The hair on top looks pretty normal, at least in isolation. If you were to crop the image from the forehead up, you’d think he might turn out to be a good-looking guy. But his beard only goes so far in in covering his mega-monkey-like maxillofacial protrusion, the kind that people can’t stop staring at, no matter how hard they try, when casually striking up a conversation with Humonkey Dude. And there’s no toning down his nose that looks like it can easily smell that banana daiquiri lip balm you’re wearing four and a half banyan trees over.

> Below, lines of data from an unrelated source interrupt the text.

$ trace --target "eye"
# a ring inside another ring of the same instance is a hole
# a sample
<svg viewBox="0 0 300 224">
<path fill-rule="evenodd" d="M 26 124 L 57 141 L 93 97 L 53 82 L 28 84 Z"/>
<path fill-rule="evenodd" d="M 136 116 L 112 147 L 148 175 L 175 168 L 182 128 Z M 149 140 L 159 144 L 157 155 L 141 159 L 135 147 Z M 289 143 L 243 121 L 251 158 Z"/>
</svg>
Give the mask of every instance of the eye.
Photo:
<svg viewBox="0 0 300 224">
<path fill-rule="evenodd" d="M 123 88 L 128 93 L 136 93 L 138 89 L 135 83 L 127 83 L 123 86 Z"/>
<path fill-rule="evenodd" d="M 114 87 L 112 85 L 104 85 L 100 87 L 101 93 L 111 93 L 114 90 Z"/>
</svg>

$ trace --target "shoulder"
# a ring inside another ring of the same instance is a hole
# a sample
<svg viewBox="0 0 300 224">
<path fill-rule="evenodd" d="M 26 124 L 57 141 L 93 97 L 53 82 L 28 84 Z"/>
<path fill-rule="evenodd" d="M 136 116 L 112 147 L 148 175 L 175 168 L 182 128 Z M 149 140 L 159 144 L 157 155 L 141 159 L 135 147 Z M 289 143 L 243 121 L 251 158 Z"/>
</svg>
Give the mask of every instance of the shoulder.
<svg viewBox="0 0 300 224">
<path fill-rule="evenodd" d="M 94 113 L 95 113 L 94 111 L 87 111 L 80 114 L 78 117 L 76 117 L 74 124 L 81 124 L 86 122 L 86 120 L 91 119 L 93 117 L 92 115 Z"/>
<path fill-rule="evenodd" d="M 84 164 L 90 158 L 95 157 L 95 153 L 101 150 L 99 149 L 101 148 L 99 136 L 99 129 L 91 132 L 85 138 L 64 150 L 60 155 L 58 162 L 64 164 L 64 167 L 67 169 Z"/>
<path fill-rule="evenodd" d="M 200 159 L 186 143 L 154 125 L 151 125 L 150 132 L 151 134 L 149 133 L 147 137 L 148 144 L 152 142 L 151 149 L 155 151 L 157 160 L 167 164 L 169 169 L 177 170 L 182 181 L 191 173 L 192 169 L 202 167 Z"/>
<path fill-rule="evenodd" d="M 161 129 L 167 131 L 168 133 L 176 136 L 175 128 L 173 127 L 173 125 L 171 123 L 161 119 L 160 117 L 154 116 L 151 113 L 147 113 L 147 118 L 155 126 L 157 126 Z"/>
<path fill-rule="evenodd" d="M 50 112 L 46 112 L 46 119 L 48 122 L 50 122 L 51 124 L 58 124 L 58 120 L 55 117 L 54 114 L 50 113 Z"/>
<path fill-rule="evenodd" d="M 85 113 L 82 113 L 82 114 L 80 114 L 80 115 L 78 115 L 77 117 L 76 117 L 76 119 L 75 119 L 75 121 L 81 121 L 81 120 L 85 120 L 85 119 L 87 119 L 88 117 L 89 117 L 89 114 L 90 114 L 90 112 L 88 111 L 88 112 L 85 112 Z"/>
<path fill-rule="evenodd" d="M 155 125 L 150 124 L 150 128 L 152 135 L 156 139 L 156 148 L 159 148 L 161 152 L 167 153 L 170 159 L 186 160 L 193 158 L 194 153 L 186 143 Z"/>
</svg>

Let's not forget to mention those water-jug ears. I read where super-stud Daniel Craig, who plays a convincing James Bond, is self-conscious about the size of his ears. I can even see Humonkey Dude emerging from the surf, dripping wet, shirtless, causing every hot-blooded, bikini-clad beach babe-oon to swoon. Even Barack Obama said, when announcing a federal anti-bullying initiative, that he was teased in grade school about his big ears.  I would not be going out on a limb to say that, compared to what others say who are running for high office these days, Humonkey Dude’s looks imbue him with no less than industrial-strength Presidential gravitas.


The tongue, however, is the key to the whole cover, and perhaps the novel itself. It’s possible that the seemingly permanent panting pose Humonkey Dude strikes is due to a rogue Miley Cyrus gene that could have been inserted into his zany zygote way, way back when. But that’s not it.  You have to ask yourself: What is causing him to express such passionate feelings with that patriotic unfurling of his flag? It’s what he sees. He’s looking up at the words “The Hot Monkey Love Trial.” Clearly he’s moved by the title and what it promises. The Hot Monkey Love Trial will set him free.